No matter the age of the student, there is something to learn in witnessing the hatching process. Whether it’s a toddler in preschool or a senior in High School, the miracle of birth is always a fascinating moment. Heck! I’m 37 and I’ve hatched hundreds of chicks and I’m still learning and seeing new things in my incubators each spring.
I’m also happy to announce that I will be offering a curriculum to help teachers make the most of the hatching experience. It will guide you through the process and give you ideas for discussion in the classroom! Coming soon!
What Can Students Learn from the Hatching Process?
Hatching chicks can be as involved as you would like it to be for your class. It can be a simple experiment that is going on in the background of your normal classroom curriculum, or it can be a very involved experiment, focusing on biology, reproduction, anatomy, cell division, etc. It can also act as a hub in developing social skills such as working together to nurture the chicks, team building, organization, decision making, and leadership, (who’s in charge of what when it comes to hatching and care for the growing embryos). It is a wonderful example of hands-on learning in the classroom.

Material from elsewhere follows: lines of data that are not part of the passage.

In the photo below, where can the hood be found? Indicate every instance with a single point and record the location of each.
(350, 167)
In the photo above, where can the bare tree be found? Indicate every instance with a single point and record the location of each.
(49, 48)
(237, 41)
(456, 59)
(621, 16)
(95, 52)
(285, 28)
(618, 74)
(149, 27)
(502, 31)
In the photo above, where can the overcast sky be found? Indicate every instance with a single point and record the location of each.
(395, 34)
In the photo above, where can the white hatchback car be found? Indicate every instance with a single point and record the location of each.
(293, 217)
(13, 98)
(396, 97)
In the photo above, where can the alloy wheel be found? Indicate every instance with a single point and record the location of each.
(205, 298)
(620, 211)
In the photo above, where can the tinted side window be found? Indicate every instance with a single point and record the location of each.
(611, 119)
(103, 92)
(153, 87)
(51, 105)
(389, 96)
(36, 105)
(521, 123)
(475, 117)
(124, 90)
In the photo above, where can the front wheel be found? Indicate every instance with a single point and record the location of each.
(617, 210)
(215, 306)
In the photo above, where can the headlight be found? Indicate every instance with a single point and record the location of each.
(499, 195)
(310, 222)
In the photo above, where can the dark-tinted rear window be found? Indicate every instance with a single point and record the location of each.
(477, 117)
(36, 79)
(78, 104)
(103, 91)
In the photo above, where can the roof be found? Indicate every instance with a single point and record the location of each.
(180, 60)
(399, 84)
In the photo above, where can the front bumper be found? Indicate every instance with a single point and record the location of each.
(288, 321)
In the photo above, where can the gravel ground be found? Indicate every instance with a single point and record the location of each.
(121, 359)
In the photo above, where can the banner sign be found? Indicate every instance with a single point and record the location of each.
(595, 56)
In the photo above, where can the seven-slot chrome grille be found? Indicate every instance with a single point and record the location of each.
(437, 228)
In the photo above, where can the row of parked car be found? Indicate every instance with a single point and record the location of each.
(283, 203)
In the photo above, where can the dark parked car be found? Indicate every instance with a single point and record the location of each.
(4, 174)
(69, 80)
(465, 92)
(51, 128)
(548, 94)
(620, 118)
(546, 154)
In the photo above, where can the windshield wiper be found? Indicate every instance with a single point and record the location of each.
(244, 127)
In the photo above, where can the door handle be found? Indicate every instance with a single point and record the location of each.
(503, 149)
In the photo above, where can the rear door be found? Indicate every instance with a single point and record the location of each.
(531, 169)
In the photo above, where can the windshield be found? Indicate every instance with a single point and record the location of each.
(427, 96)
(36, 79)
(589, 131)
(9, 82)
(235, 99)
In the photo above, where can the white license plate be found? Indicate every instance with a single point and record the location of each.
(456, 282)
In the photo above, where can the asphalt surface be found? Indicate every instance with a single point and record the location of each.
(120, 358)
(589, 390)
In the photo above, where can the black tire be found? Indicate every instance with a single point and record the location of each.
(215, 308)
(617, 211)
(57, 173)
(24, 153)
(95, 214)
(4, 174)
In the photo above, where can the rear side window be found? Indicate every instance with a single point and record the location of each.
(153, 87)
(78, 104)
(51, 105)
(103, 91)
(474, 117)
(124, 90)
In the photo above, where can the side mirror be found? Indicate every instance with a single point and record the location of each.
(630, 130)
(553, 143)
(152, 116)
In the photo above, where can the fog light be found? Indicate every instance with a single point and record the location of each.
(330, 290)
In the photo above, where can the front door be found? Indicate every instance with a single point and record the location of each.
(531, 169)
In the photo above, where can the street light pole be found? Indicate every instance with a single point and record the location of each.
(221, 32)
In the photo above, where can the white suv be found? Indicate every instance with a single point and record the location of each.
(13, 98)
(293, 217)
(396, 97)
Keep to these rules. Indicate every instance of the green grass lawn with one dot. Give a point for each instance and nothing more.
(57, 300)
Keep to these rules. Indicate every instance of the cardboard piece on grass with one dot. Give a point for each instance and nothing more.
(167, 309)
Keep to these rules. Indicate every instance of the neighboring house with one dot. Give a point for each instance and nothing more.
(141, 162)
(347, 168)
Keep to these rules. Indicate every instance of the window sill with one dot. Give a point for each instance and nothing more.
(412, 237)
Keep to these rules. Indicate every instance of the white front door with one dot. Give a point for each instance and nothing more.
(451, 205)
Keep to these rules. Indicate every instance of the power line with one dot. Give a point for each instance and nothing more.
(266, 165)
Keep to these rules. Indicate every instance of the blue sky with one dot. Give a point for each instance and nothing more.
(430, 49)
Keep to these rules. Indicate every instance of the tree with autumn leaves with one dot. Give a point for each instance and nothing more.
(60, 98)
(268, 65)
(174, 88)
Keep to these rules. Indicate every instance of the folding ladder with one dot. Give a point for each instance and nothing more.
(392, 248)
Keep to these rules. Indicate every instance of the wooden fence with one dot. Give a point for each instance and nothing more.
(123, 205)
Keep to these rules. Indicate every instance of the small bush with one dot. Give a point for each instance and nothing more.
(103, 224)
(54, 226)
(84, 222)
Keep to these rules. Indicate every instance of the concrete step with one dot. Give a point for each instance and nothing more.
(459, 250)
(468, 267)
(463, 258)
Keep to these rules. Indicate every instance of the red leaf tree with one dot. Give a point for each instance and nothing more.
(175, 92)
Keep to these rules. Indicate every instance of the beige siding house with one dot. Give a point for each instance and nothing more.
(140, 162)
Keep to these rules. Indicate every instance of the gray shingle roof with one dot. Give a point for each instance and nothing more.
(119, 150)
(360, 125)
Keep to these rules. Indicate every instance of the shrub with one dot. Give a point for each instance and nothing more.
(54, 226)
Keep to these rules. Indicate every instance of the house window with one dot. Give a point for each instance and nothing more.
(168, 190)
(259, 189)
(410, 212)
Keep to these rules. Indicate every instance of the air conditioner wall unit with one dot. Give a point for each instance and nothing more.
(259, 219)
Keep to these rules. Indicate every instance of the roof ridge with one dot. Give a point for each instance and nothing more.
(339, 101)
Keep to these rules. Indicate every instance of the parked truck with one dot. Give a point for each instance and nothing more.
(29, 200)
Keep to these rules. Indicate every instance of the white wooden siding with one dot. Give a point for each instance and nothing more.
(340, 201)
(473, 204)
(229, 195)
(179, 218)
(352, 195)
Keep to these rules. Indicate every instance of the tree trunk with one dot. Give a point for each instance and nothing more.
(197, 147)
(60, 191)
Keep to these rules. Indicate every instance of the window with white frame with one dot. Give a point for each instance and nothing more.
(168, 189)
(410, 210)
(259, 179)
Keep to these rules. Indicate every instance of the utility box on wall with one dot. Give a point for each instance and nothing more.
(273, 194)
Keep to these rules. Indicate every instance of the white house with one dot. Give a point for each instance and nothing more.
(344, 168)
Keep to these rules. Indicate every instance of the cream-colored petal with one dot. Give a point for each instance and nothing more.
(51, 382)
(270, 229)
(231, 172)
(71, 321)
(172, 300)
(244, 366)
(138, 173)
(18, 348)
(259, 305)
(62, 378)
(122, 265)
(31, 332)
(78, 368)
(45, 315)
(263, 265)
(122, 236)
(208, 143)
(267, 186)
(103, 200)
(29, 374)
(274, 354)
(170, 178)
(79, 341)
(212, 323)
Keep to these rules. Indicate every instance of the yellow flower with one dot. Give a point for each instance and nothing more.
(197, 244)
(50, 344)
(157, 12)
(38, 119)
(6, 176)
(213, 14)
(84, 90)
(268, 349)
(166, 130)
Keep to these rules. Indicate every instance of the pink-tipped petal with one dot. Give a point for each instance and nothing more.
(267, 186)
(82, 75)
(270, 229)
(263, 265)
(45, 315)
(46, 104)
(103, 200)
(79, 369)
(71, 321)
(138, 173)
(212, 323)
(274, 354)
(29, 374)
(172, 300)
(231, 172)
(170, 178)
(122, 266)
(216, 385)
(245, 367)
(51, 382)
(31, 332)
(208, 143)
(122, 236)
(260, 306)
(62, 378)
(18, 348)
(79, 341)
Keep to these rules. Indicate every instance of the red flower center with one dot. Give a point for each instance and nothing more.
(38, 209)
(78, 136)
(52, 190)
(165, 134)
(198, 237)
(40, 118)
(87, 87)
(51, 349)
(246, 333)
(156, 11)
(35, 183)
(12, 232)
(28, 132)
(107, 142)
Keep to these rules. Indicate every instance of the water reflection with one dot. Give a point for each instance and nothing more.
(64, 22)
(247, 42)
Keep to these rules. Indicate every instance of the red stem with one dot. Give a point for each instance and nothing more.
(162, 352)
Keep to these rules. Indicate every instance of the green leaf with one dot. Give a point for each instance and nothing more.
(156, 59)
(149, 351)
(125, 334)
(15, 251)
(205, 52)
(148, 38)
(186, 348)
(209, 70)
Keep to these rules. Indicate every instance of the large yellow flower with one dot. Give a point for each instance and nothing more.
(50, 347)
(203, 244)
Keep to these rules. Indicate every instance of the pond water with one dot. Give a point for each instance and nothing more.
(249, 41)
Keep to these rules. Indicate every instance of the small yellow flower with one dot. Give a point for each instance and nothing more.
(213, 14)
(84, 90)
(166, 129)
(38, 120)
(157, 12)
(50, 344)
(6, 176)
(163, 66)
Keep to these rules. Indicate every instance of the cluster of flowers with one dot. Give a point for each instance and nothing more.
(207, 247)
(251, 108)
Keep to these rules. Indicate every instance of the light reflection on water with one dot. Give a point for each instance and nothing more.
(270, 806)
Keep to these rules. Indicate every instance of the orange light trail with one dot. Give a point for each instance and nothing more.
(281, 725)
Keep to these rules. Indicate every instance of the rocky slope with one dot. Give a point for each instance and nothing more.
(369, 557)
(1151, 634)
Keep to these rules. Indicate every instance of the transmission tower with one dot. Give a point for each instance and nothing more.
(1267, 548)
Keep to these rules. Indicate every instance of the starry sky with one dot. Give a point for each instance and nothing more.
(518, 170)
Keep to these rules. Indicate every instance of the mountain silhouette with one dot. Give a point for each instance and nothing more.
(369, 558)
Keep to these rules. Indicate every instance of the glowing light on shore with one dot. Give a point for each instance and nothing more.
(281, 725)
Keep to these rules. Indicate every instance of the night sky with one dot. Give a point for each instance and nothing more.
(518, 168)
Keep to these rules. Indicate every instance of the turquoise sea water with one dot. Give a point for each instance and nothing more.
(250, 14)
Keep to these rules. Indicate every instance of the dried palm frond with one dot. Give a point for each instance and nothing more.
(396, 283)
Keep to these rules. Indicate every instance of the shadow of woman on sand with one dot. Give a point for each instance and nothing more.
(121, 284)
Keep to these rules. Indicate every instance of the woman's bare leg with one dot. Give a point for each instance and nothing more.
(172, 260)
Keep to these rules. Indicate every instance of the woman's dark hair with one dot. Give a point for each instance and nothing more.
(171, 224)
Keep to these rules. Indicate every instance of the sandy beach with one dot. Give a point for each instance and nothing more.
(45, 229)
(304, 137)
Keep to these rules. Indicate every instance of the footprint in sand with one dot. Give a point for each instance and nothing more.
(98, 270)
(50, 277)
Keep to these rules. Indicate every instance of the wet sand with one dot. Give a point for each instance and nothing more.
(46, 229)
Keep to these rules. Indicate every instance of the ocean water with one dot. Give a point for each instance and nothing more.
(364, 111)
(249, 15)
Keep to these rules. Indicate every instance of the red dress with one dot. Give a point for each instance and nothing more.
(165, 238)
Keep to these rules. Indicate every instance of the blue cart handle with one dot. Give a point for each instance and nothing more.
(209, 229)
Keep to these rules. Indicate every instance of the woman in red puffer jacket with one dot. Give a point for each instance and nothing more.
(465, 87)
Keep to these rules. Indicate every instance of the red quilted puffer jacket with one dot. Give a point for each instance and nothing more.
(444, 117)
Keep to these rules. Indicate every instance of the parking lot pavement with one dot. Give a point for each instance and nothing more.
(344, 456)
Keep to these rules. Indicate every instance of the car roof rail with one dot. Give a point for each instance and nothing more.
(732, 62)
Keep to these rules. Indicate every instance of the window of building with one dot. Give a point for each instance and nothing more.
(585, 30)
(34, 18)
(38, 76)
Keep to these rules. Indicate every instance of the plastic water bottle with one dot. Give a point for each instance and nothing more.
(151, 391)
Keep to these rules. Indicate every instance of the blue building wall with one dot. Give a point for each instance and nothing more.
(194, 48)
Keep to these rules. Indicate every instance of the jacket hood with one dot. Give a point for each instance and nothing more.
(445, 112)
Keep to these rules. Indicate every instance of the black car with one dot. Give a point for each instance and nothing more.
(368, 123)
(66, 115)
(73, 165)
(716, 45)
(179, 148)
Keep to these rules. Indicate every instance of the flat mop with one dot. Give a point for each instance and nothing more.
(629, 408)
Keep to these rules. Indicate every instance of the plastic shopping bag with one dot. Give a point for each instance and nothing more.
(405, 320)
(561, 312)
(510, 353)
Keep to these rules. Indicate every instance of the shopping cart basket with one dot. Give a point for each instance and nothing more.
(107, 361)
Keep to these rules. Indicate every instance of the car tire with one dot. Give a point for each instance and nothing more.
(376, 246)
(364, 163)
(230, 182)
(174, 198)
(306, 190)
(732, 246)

The amount of involvement also depends on the age of the students who are participating. You could have them write papers, practice using the scientific method (the outcome of a hypothesis, theory, outcome etc.) It’s a great subject for observation journals with illustrations and charts, or for younger children you can do craft projects with feathers and construction paper. It’s a great topic for reports, essays, and art projects. It involves reproduction, anatomy, biology, cell division, and countless opportunities for related projects, reports, quizzes, essays, and art projects.
What is involved?
As a teacher who has never hatched chicks, you might be asking; what am I getting myself into? And it is true that there will have to be some planning, organizing, and forethought before you jump in.
It takes approximately 21 days for a chick to hatch so this will be at least a 21-day commitment for your classroom. Probably longer as it often takes 48 hours for a chick to completely hatch after the first break in the shell.
You will have to find hatching eggs. If you live in a rural farming community chances are a student at your school might be able to help you out. However, if you live in the city, you might have to find a breeder in your area, or have fertile eggs shipped to you.
You will also have to find a responsible home for the chicks once they’ve hatched.
You will have to set up the incubator keeping water and humidity at the appropriate levels. Weekend spans should be ok if water is added at the end of the day Friday, then first thing Monday morning. See my post Incubation Series Part 3: Choosing an Incubator, Setup and Collecting Eggs for more information on incubator humidity.
Eggs also need to be turned at the very least 3 times per day to stop the yolk from adhering to the shell. Because of this, I would highly recommend using an incubator with an automatic turning mechanism. Otherwise, someone will have to come in on the weekend and turn the eggs at least 3 times per day. I also don’t recommend transporting the eggs. In other words, having a student (or yourself) bring the incubator home to tend to the eggs over the weekend. Transporting eggs is dangerous to the chicks and you will get large fluctuations in temperature and humidity if the incubator is unplugged for travel…
Hatching eggs is a very safe activity, but proper hand washing for anyone who handles the eggs, incubator or chicks should be monitored.
Borrowing an incubator can help keep costs down. You can also find incubators at local farm stores or online.
Fertile hatching eggs
A local breeder might be able to help you out. Check animal classifieds online. Facebook has some groups that sell eggs. You can also order hatching eggs from online hatcheries and they will mail them to you.
To see the growth of the chick through the shell. A basic candler can be made from a flashlight, paper towel tube, and a dark room. Darken the room, set the egg on the paper tube and shine the light through the other end focusing the light toward the egg. This will give you a silhouette view of what happening inside the egg. Learn more at Incubation Series Part 4: The Long Wait, Candling and Hatching Day
(Where the chicks live after they’ve hatched) If someone is taking the chicks within a day of them hatching, then you won’t need a brooder. But if you plan on keeping the chicks in the classroom then you will need to set up a temperature controlled box. See post Setting Up Your Brooder for more information.
Hatching eggs stay viable for about 10-14 days after they’ve been laid by the chicken so you have a bit of wiggle room especially if you have to order them online and allow for shipping time.
You also don’t want your chicks to hatch on the weekend when school is out. I planning for your hatch on a Wednesday. That way you can add the higher humidity levels for lockdown on Monday. Lockdown is the last 2-3 days of incubation where the turning stops and the humidity goes up. You should not open the incubator after lockdown. It also gives you the rest of the week to allow for hatching and brooder set up and observation. Work backward 21 days in your calendar so you know what date to set the eggs in the incubator.
Tips for Success!
Using light colored eggs (like white shells) will help make it easy to see development in the candling process. Brown eggs can sometimes be hard to see through.
If you can, use an incubator with a large viewing window. There are models that are very observer friendly. This way you don’t have to open the incubator to see how the chicks are progressing.